Limitations and Challenges in Vertex AI for Industrial-Scale - Online Predictions
10 May 2024
This post details the main blockers I ran into while serving ML models, what they mean and its possible workarounds.
Vertex AI is a platform provided by Google Cloud. It offers managed services for training and deploying ML models. In my case, I initially used it for model serving at Recursion. I discovered that once I moved beyond demos and implemented for real-world use cases, I hit some very real (and painful) limitations.
While enabling endpoints in Vertex AI for production to serve our chemistry property prediction models, I ran into a series of limitations, both technical and process-related, that I consider are worth documenting. This post details the main blockers I ran into while serving ML models, what they mean and its possible workarounds. If you’re considering Vertex AI for production workloads, hopefully this gives you some useful perspective.

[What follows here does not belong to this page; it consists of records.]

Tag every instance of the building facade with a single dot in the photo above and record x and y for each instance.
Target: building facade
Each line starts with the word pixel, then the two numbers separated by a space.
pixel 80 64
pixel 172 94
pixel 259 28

In this first post of a Vertex AI series, I am going to focus on the limitations I experience working with Vertex AI while serving models for online predictions. I also have a post that describes the limitations for batch predictions, as well as the Model Registry.
Before diving into the specific limitations, I’ll quickly outline the kind of models I was working with. Nothing particularly exotic: these were transformer-based models for molecular graphs, fine-tuned with proprietary Recursion data to predict chemistry-related properties. The full details are in the published paper is here.
Limitation 1: Request timeout
Since our fine-tuned models take SMILES as input and outputs a probability, when serving the model, we provide input instances as a list of SMILES, each represented as a string.
While serving our model on Vertex AI endpoints, we found a timeout when sending 1,000 samples. We identified the default 60-second request timeout is insufficient for running predictions at scale. For context, the models could only process ~600 SMILES per request—well below the 1M SMILES per cycle we expect. Keep in mind, in an industriliazed workflow in Drug Discovery, we should screen about 10M of compounds on a bi-weekly basis.
Example error:
503 Took too long to respond when processing endpoint <endpointID>, deployed model id: <modelID>
What this means: Vertex AI’s default settings aren’t well-suited for large-scale, high-throughput inference out of the box. If your model takes longer than 60 seconds per request, you’re going to hit a wall unless you adapt your approach.
Workaround
To work around this limitation, we explored a few options. The most immediate fix is to split the input into smaller batches that stay under the 60-second inference limit. Alternatively, if real-time responses aren’t critical, using Vertex AI’s batch prediction pipelines can be a better fit for large-scale inference. For longer requests, it’s also possible to reach out to Google Cloud support and request a timeout increase. Lastly, there’s always the route of optimizing the model itself—tweaking inference performance at the software level to squeeze more throughput out of each request.